Appellant renews his attack upon the sufficiency of the indictment. We adhere to the view formerly expressed that the indictment in the use of the words "malice aforethought" was sufficiently comprehensive to necessarily embrace a "voluntary" killing under the present murder statute. While not necessary to the decision in this case but because we were dealing with a new statute the opinion was expressed that an indictment which charged in the language of the statute, that accused did "voluntarily" kill another would be sufficient. The present writer entertains the view that it would be the better practice to allege that accused did "voluntarily and with malice aforethought" kill, etc. It may not be absolutely essential to embrace the allegation that the killing was done with "malice aforethought" but it was evidently contemplated by the Legislature that the punishment assessed should depend upon the presence or absence of "malice" in the killing, hence to embrace in the indictment "malice aforethought" in connection with "voluntary" would at least not be inappropriate. This suggestion is not necessary to a decision of this case and is dicta as was the suggestion in our original opinion.
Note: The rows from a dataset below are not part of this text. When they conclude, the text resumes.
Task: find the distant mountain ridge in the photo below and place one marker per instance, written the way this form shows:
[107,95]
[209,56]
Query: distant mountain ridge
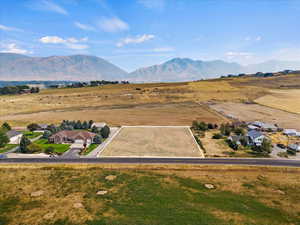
[185,69]
[74,67]
[86,68]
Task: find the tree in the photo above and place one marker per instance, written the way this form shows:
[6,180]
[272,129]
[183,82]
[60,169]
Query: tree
[85,125]
[217,136]
[105,131]
[49,150]
[3,138]
[46,134]
[97,139]
[33,127]
[90,124]
[239,131]
[31,148]
[95,130]
[6,126]
[24,144]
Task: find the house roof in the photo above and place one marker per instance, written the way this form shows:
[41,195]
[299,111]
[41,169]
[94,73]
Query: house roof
[254,134]
[12,133]
[75,134]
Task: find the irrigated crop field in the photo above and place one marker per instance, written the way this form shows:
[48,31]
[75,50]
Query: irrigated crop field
[153,142]
[287,100]
[148,195]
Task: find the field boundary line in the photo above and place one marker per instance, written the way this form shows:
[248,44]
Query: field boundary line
[203,156]
[108,142]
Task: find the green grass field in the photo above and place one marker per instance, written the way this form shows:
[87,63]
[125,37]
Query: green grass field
[58,148]
[149,197]
[31,135]
[7,148]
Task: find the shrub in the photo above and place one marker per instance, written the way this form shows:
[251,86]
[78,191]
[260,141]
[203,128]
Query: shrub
[24,144]
[3,138]
[217,136]
[31,148]
[105,131]
[49,150]
[6,126]
[33,127]
[97,139]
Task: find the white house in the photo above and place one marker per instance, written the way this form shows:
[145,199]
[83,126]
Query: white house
[290,132]
[255,138]
[99,125]
[14,136]
[295,147]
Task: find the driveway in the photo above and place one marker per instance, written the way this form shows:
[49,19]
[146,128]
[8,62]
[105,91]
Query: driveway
[96,151]
[71,153]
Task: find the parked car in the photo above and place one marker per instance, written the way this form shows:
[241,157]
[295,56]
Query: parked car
[281,146]
[2,156]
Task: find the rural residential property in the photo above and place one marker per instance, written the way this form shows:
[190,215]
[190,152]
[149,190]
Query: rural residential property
[150,112]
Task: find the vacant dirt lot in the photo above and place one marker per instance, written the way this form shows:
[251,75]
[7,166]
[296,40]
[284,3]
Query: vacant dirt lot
[153,141]
[252,112]
[287,100]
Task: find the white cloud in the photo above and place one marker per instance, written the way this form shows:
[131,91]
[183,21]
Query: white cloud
[69,42]
[13,48]
[47,5]
[113,24]
[153,4]
[163,49]
[6,28]
[84,26]
[257,38]
[136,40]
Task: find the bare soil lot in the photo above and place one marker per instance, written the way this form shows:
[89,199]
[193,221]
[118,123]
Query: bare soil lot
[252,112]
[153,142]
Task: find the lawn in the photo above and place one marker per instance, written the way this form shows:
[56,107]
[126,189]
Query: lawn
[90,148]
[31,135]
[7,148]
[144,195]
[58,148]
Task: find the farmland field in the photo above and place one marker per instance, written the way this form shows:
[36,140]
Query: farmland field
[252,112]
[153,142]
[287,100]
[148,195]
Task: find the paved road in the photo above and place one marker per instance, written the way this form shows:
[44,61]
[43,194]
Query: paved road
[210,161]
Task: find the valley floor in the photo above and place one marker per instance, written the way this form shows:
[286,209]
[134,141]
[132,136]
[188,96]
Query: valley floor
[145,194]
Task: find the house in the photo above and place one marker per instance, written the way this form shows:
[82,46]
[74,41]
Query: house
[257,125]
[14,136]
[295,147]
[255,137]
[72,136]
[290,132]
[236,139]
[42,126]
[99,125]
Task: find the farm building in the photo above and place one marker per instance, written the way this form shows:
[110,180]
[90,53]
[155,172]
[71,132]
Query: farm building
[14,136]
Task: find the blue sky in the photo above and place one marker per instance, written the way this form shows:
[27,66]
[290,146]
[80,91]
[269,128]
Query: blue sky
[138,33]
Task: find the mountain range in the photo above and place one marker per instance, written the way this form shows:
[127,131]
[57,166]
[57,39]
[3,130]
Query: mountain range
[86,68]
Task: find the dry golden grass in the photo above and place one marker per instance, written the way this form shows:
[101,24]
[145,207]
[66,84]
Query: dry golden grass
[287,100]
[153,142]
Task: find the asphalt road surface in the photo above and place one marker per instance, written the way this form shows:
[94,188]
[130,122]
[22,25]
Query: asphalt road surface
[205,161]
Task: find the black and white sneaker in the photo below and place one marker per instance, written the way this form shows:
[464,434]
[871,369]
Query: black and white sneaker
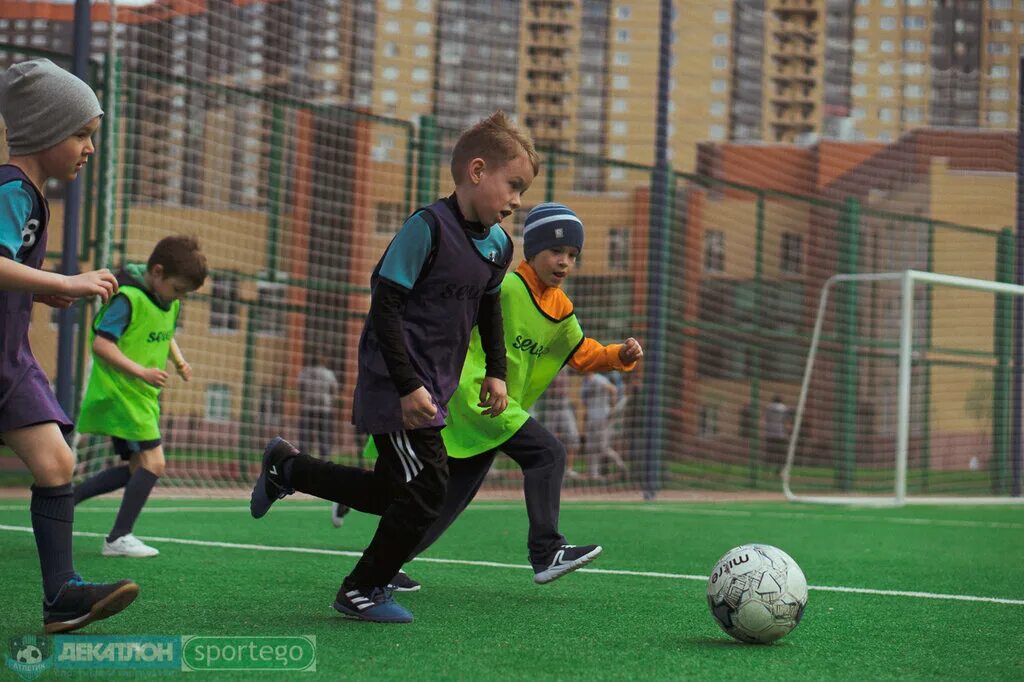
[376,604]
[338,512]
[564,560]
[269,486]
[402,583]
By persuasive argument appellant again insists that the application of the law under the present murder statute where "malice aforethought" is absent was not sufficiently comprehensive. We find it difficult to elaborate further upon the point than was done in our original opinion. To say that the trial court should tell the jury that if certain facts were present malice would be absent, or that malice could not exist under certain states of mind, would involve the trial court in a direct charge upon the weight of the evidence. The point under discussion was considered to some extent in Davis v. State, (original opinion June 6th, opinion on rehearing October 24th) and a charge approved which was substantially like the one given in the present case.
The motion for rehearing is overruled.